We filtered the data for Oregon and Washington, and for weeks in June and July 2021 surrounding the height of the Pacific Northwest heat wave.

pacnw_heat_wave <- mortality_working %>%
  filter(weekendingdate >= "2021-06-05" & weekendingdate <= "2021-07-31" & (jurisdiction == "Washington" | jurisdiction == "Oregon")) %>%
  mutate(weekendingdate = as.Date(weekendingdate))

breaks <- as.Date(c("2021-06-05","2021-06-19","2021-07-03","2021-07-17","2021-07-31"))

plot <- ggplot(pacnw_heat_wave, aes(x = weekendingdate, y = non_covid_deaths_anomaly)) +
  geom_col(fill = "#ef3b2c") +
  geom_errorbar(aes(x = weekendingdate,
                    ymin = non_covid_deaths_anomaly_lwr,
                    ymax = non_covid_deaths_anomaly_upr),
                size = 0.1,
                width = 0.6) +
  geom_hline(yintercept = 0, size = 0.3) +
  xlab("Week-ending date") +
  ylab("") +
  ggtitle("Estimated excess deaths") +
  facet_wrap(~jurisdiction, ncol = 1) +
  scale_x_date(date_labels = "%b %e", breaks = breaks) +
  theme_minimal(base_family = "Basier Square SemiBold", base_size = 18) +
  theme(panel.background = element_rect(fill = "#f1f1f2", size = 0),
        plot.background = element_rect(fill = "#f1f1f2", size = 0),
        panel.grid.major.x = element_blank(),
        panel.grid.minor.x = element_blank())
ggsave("img/pacnw_hw.png", plot, width = 20, height = 20, units = "cm")

This chart reveals a significant spike in non-COVID deaths in Washington and Oregon in the week ending July 3, at the height of the Pacific Northwest heat wave. Our best estimate is that 443 excess deaths occurred in Washington in this week alone, with a range of uncertainty from 348 to 537. Our best estimate for Oregon in this week is 229 excess deaths, with a range of uncertainty from 160 to 298. The official counts from the states for heat wave deaths are currently 119 between June 26 and July 2 for Washington and 96 for Oregon.

Oregon and Washington deaths by week and cause

Next we looked at specific causes of death to see if any particular causes seemed to account for the spike in deaths seen in Oregon and Washington in the week ending July 3.

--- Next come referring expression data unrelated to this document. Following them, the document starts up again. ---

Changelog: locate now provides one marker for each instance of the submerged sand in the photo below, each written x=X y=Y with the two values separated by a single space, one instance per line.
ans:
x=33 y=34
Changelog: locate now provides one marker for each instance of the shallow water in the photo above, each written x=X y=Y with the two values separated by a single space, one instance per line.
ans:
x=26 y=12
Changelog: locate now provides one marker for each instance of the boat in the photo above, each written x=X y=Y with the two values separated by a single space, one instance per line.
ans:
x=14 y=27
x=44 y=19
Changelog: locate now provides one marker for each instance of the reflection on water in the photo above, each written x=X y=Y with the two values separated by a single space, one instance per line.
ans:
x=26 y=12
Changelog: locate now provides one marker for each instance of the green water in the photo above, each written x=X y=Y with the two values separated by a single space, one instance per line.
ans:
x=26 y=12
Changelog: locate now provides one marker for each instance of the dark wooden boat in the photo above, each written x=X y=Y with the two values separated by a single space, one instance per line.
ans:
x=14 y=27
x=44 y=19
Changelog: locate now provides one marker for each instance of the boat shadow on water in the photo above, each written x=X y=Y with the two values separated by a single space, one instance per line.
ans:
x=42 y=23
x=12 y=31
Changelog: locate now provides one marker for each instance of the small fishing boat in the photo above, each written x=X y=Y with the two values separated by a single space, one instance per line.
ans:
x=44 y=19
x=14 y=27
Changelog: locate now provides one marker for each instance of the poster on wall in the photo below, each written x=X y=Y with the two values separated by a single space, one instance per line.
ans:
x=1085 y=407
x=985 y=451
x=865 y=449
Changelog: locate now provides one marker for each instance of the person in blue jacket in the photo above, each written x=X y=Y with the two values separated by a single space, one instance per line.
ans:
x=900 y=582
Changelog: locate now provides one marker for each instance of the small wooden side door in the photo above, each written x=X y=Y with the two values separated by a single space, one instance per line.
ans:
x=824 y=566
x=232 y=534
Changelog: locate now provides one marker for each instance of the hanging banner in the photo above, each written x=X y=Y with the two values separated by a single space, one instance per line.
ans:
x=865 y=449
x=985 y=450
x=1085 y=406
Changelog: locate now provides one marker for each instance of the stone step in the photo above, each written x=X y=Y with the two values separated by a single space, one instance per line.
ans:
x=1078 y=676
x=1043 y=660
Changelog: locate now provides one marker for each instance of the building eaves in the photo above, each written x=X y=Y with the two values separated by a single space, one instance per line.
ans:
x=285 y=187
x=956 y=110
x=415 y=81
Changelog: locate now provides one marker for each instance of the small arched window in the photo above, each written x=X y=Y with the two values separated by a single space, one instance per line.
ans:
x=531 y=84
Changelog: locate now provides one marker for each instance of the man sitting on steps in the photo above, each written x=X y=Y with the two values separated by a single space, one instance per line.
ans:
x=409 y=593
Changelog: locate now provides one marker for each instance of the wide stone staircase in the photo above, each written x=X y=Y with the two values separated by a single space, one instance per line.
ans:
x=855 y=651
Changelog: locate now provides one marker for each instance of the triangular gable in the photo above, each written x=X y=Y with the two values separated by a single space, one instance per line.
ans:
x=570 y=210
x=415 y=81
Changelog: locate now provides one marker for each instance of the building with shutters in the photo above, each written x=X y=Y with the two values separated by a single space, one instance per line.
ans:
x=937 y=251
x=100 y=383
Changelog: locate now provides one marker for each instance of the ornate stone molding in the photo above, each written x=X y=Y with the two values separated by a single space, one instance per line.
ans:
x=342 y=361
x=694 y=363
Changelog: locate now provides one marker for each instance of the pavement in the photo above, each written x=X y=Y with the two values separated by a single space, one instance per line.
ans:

causes <- mortality_working %>%
  filter(weekendingdate <= "2021-10-09" & grepl("Washington|Oregon",jurisdiction)) %>%
  select(jurisdiction, weekendingdate, mmwrweek, 5:17, 32, 35) %>%
  pivot_longer(cols = c(4:18), names_to = "cause", values_to = "deaths") %>%
  # some cleaning and processing of data
  mutate(cause = gsub("_"," ",cause),
         cause = str_squish(gsub("\\w*[0-9]+\\w*\\s*", "", cause)),
         cause = gsub("other diseases of respiratory","other respiratory", cause),
         cause = gsub("symptoms signs and abnormal","other", cause),
         cause = gsub("naturalcause","natural cause", cause),
         cause = gsub("allcause","all cause", cause),
         weekendingdate = as.Date(weekendingdate),
         year = as.character(year(weekendingdate)),
         plot_year = case_when(year == "2021" ~ "2021",
                               year == "2020" ~ "2020",
                               TRUE ~ "Previous years"),
         plot_date = ymd(paste("2020",month(weekendingdate),day(weekendingdate))))

for (c in unique(causes$cause)) {
    tmp <- causes%>%
      filter(cause == c)
    plot <- ggplot(tmp, aes(x = plot_date, y = deaths, group = year, color = plot_year)) +
      geom_line() +
      geom_point() +
      scale_y_continuous(labels = comma) +
      scale_x_date(date_labels = "%b") +
      scale_color_manual(values = c("#686868","#ef3b2c","#cccccc"), name = "") +
      theme_minimal(base_family = "Basier Square SemiBold", base_size = 18) +
      theme(panel.background = element_rect(fill = "#f1f1f2", size = 0),
            plot.background = element_rect(fill = "#f1f1f2", size = 0),
            legend.position = "top") +
      ylab("Deaths") +
      xlab("") +
      facet_wrap(~jurisdiction, ncol = 1)
    ggsave(paste0("causes/",c,".png"), plot, width = 20, height = 20, units = "cm")
  }

There were no obvious spikes for the causes logged in the CDC mortality data for Oregon, but two causes of death stood out as having spiked in Washington in the week ending July 3:

Cardiovascular disease


Diabetes


This pattern for Washington resembled what we observed in Texas for the winter storm. It suggests that the heat wave killed many people in Washington who were already medically vulnerable, whose deaths were attributed to their underlying conditions.